Soldiers from the 100th MDB operate fire control centers at Fort Greely, Alaska, and Schriever Air Force Base, Colorado, monitoring the skies over the United States 24/7/365 for incoming intercontinental ballistic missiles.

What continuing efforts does the Army have planned?

While the mission has not changed, the capabilities of the system and the ability of the crews, security personnel and support staff to perform the mission continue to mature. The maturation of systems and operators is necessary to combat current and emerging ballistic missile threats.

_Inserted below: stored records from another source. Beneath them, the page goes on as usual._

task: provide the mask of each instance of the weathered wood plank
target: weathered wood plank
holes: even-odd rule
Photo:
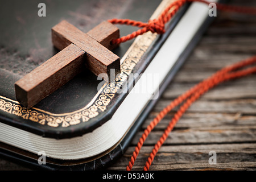
[[[143,146],[133,169],[142,170],[152,146]],[[134,147],[108,169],[125,170]],[[209,152],[214,151],[217,164],[209,164]],[[247,170],[256,169],[256,144],[200,144],[163,146],[156,154],[151,170]]]

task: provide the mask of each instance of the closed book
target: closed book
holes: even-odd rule
[[[31,108],[14,83],[59,51],[51,28],[66,20],[84,32],[113,18],[146,22],[172,0],[6,1],[0,7],[0,154],[47,169],[102,168],[122,155],[151,109],[210,23],[205,5],[186,3],[166,24],[113,50],[121,73],[110,83],[87,69]],[[121,35],[137,28],[117,26]],[[46,163],[39,159],[46,156]]]

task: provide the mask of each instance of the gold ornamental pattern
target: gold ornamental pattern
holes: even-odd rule
[[[156,34],[150,32],[137,38],[122,59],[123,61],[121,65],[121,74],[114,81],[102,86],[94,97],[94,101],[81,109],[72,113],[55,114],[35,107],[28,109],[16,101],[0,96],[0,110],[31,122],[53,127],[67,127],[88,122],[106,109],[134,67],[156,38]]]

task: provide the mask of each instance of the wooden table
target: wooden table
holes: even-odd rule
[[[253,0],[232,4],[256,6]],[[107,169],[125,170],[143,131],[163,107],[223,67],[256,53],[255,16],[218,13],[123,156]],[[142,170],[174,111],[146,139],[133,169]],[[217,164],[208,163],[214,151]],[[30,169],[0,158],[0,169]],[[256,169],[256,75],[225,82],[194,103],[160,148],[151,170]]]

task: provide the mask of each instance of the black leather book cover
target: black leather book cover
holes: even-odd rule
[[[96,76],[84,68],[81,73],[31,109],[16,101],[14,82],[58,52],[51,42],[51,28],[62,20],[84,32],[114,18],[146,22],[160,2],[1,1],[1,122],[42,136],[61,139],[82,135],[108,121],[127,94],[128,92],[119,93],[118,90],[126,84],[130,73],[143,73],[160,47],[165,39],[163,36],[148,32],[135,43],[130,40],[114,50],[122,60],[121,74],[115,82],[104,84],[104,81],[98,80]],[[46,5],[46,16],[39,15],[40,3]],[[169,30],[166,37],[184,9],[167,28]],[[137,30],[126,26],[118,27],[121,36]],[[134,81],[127,84],[128,89]]]
[[[38,5],[46,5],[46,16],[39,17]],[[14,82],[56,54],[51,28],[63,19],[86,32],[102,21],[128,18],[147,22],[161,1],[3,1],[0,7],[0,119],[22,130],[56,139],[72,138],[92,131],[111,118],[127,96],[119,93],[131,73],[143,73],[160,48],[189,4],[182,8],[167,25],[166,32],[148,32],[122,44],[114,50],[121,59],[121,74],[114,82],[102,80],[87,71],[27,109],[15,100]],[[159,97],[199,40],[210,21],[208,19],[184,50],[164,81]],[[118,26],[121,35],[137,30]],[[127,89],[135,82],[129,81]],[[15,162],[46,169],[92,170],[101,169],[124,153],[157,100],[151,100],[124,138],[115,146],[93,158],[63,160],[47,158],[47,165],[38,163],[35,154],[0,143],[0,154]],[[124,111],[124,113],[125,111]]]

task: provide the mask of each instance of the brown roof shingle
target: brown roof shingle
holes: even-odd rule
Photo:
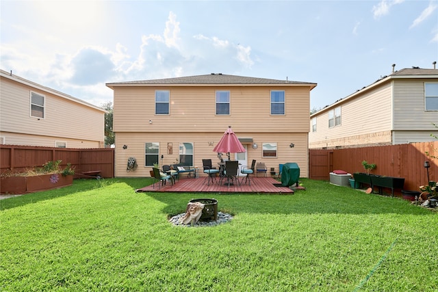
[[[107,85],[172,85],[172,84],[303,84],[316,85],[316,83],[311,82],[299,82],[289,80],[269,79],[266,78],[246,77],[243,76],[227,75],[221,73],[211,73],[206,75],[188,76],[185,77],[166,78],[163,79],[141,80],[136,81],[114,82],[107,83]]]

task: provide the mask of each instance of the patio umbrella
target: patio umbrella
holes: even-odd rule
[[[245,148],[240,143],[233,130],[231,130],[231,126],[228,126],[228,129],[214,148],[213,148],[213,151],[217,153],[227,153],[228,159],[229,160],[230,153],[242,153],[245,152]]]

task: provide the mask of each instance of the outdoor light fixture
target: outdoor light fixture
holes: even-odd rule
[[[429,164],[429,161],[424,161],[424,168],[427,170],[427,183],[429,183],[430,180],[429,179],[429,168],[430,167],[430,164]]]

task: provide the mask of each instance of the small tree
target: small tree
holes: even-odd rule
[[[112,131],[112,102],[108,101],[103,104],[102,108],[107,111],[105,114],[105,145],[110,146],[114,144],[114,132]]]
[[[375,169],[377,166],[374,163],[368,163],[366,160],[362,161],[362,165],[363,165],[363,168],[365,168],[365,170],[366,170],[367,174],[370,174],[370,171]]]

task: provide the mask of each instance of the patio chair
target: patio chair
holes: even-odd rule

Since 2004, the GMD system has increased its capability with additional sensor systems that increase the fidelity and coverage of systems such as the Army operated early warning radars; transportable X-band radars (AN-TPY2). From an original fleet of five ground-based interceptors at Fort Greely, the system has grown to 30 interceptors located at Fort Greely and Vandenberg Air Force Base, California.

The 100th MDB has also increased the ability of its Soldiers to man the system. Originally, only 30 Soldiers were trained and certified to operate the system. As of today, the Missile Defense Agency and USASMDC/ARSTRAT have trained more than 300 Soldiers as operators through the GMD Fire Control Qualification Course, a school recognized as a U.S. Army Training and Doctrine Command "Institution of Excellence." The course, conducted by SMDC-Directorate of Training Development, received a 100 percent on its most recent inspection, a distinction no other school in the Army holds.

Why is this important to the Army?

GMD Soldiers and system help to defend against potential threats to the USASMDC/ARSTAT and MDA work closely with their stakeholders in U.S. Northern Command, to conduct combatant command-level and ballistic missile defense exercises. This readiness has been tested and proven in 2006, 2009 and 2012 when North Korea launched its Taepodong 2 intercontinental ballistic missiles. Soldiers of the 100th MDB are on guard 24 hours a day, 365 days a year. They are 300 Soldiers, defending 300 million Americans.